The superfamily of ADAM metallopeptidases with thrombospondin type 1 motifs (ADAMTSs) comprises 19 distinct ADAMTSs, which consist of secreted enzymes and seven ADAMTS-like proteins (ADAMTSLs) without enzymatic activity [33,34,35]. Most of them are involved in the generation and degradation of extracellular matrix (ECM) molecules, and participate in the formation and remodeling of connective tissue and the occurrence and development of diseases [34, 36]. The ECM of normal cartilage maintains a dynamic balance between generation and degradation, which is in a state of equilibrium. There is a loss of balance between proteases and their inhibitors that degrade the ECM in pathological cartilage. ADAMTS3 has been proven to be involved in the formation of type II fibrous collagen in articular cartilage [37]. ADAMTS16 has not yet been shown to have a specific function in articular cartilage.

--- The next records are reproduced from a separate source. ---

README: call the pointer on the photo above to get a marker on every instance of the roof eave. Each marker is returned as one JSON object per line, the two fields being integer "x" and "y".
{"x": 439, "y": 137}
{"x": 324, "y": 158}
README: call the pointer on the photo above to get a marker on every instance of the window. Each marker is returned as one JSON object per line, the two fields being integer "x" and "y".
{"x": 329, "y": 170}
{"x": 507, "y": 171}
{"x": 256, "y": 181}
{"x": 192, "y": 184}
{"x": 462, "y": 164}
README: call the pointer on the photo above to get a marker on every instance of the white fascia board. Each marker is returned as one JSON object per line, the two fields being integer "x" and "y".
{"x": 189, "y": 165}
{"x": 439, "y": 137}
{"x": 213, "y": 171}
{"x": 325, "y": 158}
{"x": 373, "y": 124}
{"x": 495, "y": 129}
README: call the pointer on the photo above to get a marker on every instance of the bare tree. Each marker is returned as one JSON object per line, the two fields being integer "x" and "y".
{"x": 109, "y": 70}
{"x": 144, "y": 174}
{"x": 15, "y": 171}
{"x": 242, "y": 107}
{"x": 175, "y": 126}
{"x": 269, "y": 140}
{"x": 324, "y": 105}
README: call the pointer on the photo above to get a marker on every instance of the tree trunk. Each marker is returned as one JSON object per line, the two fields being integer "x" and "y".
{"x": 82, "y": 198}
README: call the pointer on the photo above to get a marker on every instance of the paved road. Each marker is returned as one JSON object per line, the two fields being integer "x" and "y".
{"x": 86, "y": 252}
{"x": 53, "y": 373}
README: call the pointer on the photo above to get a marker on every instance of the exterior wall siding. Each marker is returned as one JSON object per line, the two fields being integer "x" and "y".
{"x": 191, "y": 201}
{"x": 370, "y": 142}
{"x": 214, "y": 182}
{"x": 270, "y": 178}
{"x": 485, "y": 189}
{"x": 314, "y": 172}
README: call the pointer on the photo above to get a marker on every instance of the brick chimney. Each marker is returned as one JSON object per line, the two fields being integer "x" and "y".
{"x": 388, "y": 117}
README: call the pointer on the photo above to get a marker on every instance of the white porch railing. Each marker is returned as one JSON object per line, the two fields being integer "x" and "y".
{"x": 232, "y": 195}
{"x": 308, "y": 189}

Current studies have shown that the expression of ADAMTS16 is increased in cartilage and synovium from osteoarthritis patients compared with normal controls [38, 39]. The steady increase in the expression of ADAMTS16 will cause the inhibition of cell proliferation, migration, and adhesion, and a decrease in the expression of matrix metalloproteinase-13 (MMP13) in chondrosarcoma cells [40]. Studies have indicated that ADAMTSLs possess specific extracellular ligands and several of them are ECM-binding proteins that act at the cell-matrix interface [41,42,43]. It is well known that fibrillin microfibrils are able to bind to ADAMTSLs [44,45,46,47]. Therefore, ADAMTSLs can be regarded as matricellular proteins, which are non-structural proteins that express ECM dynamically and have regulatory effects.

PENK, a classically identified opioid gene, was initially shown to be expressed almost exclusively in the mature nervous and neuroendocrine systems. Current studies have revealed that the expression of PENK is selectively increased in mineralized cultures and is essential for the formation and remodeling of bone structure [48]. The expression of PENK in osteoblasts is regulated by bone-targeting hormones, which make a valuable contribution to bone development [49].

The interaction among bone formation and hub genes GPR18 and CALB2 has not yet been reported. GPR18 is a receptor for endocannabinoid N-arachidonyl glycine (NAGly) [50, 51]. GPR18 may be involved in the regulation of the immune system, whose activity is mediated by G proteins that can inhibit adenylyl cyclase [50]. CALB2, a member of the troponin C superfamily, is an intracellular calcium-binding protein that is abundant in auditory neurons and functions as a modulator of neuronal excitability.

Conclusions

In summary, the current study aims to determine potential biomarkers that might be related to the development of HO and to explore the potential mechanism of HO. In total, 275 DEGs and 8 hub genes were identified, which provided a new promising perspective for HO diagnosis and treatment. The progression of HO may be prevented, alleviated, or even reversed by manipulating these candidate targets in the future. However, the detailed functions of these biomarkers in the pathogenesis of HO need to be studied further.